The next important step in configuring the Samba server is to specify how user accounts should be handled. Basically, the issue is that the user connecting to a Samba share usually is a Windows user. Being a Windows user, he comes in with Windows credentials, such as a password that is encrypted with the Windows NTLM password hash. Unfortunately, this way of encrypting passwords is not compatible with the way Linux encrypts its passwords, so something must be done to allow the Windows user to log in with his Windows password. Basically, this means you need to configure some additional authentication service. In the following list, you see an overview of the available options:
• Configure an additional file in which the names of the Windows users are stored.
• Don't use user authentication at all, but work with share level security. This is an unsecure option that you should never use on a server.

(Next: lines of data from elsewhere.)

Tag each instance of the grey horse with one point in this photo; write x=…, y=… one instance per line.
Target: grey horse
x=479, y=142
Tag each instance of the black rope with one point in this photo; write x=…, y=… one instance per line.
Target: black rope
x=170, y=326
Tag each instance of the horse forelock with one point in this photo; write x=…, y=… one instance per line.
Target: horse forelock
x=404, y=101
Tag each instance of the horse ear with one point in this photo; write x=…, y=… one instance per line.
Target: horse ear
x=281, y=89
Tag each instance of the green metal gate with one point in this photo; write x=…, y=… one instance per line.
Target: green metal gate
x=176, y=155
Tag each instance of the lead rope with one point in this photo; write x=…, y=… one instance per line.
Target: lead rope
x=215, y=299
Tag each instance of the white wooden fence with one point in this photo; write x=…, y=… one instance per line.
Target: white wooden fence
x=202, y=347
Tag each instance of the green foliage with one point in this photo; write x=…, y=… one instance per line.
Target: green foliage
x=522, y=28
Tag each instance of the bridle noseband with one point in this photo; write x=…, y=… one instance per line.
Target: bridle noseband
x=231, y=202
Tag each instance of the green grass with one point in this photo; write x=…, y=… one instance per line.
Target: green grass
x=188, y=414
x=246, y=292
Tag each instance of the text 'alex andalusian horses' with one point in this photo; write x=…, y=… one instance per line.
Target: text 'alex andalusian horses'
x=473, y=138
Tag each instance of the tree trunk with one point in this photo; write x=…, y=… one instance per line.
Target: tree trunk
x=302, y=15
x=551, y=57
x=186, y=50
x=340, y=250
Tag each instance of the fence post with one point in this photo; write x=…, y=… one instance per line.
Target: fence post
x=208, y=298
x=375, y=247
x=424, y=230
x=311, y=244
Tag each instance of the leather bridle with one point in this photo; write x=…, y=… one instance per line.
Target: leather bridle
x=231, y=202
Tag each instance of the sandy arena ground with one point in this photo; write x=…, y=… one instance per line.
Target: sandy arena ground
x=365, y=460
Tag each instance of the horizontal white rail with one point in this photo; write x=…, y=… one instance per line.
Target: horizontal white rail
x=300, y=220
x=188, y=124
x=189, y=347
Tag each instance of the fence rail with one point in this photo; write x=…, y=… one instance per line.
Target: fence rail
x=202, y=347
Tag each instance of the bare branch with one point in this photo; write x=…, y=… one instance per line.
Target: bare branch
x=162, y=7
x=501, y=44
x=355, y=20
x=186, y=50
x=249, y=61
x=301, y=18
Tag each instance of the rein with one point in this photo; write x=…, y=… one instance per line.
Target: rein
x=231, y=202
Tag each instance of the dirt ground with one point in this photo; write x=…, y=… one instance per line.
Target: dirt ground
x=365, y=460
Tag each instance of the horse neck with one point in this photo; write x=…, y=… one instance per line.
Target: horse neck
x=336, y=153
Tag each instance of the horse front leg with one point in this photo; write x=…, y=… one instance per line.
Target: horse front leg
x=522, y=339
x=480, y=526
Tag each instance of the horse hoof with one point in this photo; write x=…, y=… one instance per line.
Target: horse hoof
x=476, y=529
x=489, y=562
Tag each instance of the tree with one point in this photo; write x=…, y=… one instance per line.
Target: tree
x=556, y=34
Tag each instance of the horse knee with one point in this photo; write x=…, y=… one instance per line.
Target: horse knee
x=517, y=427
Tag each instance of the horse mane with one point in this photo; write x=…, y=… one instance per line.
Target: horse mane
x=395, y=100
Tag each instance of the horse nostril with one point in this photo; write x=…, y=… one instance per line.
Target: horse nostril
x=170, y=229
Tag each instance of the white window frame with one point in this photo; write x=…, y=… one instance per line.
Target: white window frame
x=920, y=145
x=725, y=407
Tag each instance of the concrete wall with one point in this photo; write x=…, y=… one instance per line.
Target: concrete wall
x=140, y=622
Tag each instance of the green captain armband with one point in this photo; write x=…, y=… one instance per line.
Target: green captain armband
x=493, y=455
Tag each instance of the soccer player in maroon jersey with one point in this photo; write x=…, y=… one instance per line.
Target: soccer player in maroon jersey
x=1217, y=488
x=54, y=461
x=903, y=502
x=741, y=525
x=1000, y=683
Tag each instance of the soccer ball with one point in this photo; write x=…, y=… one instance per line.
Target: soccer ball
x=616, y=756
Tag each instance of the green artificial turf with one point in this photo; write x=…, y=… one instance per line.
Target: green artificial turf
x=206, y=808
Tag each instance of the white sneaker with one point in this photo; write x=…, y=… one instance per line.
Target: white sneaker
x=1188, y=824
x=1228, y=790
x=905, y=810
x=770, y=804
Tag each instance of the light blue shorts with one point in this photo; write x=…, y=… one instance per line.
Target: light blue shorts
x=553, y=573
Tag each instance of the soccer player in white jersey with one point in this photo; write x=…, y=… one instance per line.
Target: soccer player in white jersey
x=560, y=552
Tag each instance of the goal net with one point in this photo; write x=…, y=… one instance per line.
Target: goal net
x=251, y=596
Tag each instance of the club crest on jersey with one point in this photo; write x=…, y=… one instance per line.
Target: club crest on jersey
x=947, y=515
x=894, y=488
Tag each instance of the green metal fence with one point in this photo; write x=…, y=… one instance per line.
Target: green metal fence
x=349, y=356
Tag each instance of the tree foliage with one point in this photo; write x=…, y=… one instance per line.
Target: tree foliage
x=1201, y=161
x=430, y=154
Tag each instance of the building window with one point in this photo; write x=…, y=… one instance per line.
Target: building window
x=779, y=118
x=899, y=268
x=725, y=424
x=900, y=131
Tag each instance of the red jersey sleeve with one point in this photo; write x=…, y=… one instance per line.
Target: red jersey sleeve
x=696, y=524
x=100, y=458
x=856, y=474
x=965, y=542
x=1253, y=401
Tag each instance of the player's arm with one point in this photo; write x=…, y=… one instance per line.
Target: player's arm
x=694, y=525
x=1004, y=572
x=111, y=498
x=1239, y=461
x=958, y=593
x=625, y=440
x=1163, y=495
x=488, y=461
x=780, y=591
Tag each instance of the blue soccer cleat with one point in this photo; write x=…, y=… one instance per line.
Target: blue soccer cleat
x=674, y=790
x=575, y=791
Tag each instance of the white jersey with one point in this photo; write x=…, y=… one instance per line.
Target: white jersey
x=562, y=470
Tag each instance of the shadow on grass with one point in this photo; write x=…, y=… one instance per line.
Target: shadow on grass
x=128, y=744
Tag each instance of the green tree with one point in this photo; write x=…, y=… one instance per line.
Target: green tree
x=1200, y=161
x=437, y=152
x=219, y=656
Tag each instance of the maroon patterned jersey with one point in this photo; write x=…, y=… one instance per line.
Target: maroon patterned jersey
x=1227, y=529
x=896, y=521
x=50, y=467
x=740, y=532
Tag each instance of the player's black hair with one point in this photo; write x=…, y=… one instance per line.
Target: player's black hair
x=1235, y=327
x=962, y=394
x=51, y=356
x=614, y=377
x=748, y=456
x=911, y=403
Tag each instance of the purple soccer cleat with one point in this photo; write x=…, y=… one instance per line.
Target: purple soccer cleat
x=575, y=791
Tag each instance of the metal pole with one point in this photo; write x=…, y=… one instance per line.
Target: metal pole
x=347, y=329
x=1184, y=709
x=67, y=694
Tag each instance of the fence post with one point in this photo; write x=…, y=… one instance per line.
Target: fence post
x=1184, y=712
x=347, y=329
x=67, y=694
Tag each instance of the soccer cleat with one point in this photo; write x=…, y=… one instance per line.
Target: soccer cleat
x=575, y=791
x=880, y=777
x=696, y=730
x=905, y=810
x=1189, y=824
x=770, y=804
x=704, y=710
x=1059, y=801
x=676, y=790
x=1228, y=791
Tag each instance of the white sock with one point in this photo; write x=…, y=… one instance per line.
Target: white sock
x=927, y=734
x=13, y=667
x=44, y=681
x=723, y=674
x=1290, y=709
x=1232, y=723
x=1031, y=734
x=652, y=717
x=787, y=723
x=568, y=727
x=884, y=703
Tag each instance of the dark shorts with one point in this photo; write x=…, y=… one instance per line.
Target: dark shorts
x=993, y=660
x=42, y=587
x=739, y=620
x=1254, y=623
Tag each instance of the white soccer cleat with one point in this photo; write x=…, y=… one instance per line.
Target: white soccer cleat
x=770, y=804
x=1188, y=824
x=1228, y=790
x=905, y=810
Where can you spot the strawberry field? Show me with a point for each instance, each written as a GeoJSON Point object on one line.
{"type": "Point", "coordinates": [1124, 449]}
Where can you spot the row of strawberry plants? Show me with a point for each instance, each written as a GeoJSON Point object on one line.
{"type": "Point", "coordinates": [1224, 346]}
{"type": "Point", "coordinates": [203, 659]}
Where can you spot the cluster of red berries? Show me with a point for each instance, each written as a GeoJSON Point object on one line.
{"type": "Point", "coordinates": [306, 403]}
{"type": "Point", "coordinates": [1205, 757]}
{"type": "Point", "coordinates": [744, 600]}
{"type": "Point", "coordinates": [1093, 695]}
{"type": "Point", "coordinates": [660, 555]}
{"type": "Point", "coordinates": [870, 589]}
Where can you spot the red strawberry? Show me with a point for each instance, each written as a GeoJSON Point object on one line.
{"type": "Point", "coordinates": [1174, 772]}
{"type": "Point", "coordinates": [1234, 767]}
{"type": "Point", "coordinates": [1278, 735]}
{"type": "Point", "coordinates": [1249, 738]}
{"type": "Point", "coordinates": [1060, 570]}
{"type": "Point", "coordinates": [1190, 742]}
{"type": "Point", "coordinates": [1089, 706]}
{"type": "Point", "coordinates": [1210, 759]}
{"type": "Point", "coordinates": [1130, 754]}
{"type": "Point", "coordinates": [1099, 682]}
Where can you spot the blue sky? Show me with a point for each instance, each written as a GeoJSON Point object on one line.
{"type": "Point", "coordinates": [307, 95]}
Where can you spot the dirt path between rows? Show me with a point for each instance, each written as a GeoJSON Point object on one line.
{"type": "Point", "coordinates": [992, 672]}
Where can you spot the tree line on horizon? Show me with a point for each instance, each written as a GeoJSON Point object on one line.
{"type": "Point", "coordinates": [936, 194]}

• Centralize the management of Windows user credentials on one server in the network.
• Hook the Samba server up with a Windows domain to handle user authentication.
• Make the Samba server a Windows NT-style domain controller.
• Set up an LDAP directory service, and put the local Linux users as well as the Samba users in that.
I won't discuss all of these options here; that would require a book on its own. In this chapter, I'll discuss the easy method of creating an additional file in which the names of Windows users are stored. Later you'll also read how to configure your Samba server as a domain controller. In Chapter 17 of this book, you can read how to integrate Samba information in your local LDAP server.
To set up a local Samba user database, you need the command smbpasswd. With this command, you can create and later add to a Samba user database file with the name of /etc/samba/smbpasswd. For every user you want to allow access to the Samba server, you need to create an entry in this file. Before doing so, you must make sure the user already exists in the local Linux user database. If the user doesn't exist already, smbpasswd will give an error indicating that it is impossible to create the user. After verifying that the user you want to create as a Samba user already exists as a local user, use smbpasswd -a username to create the Samba user. This adds the user with its new credentials to the /etc/samba/smbpasswd file and makes sure the user can log in to your server.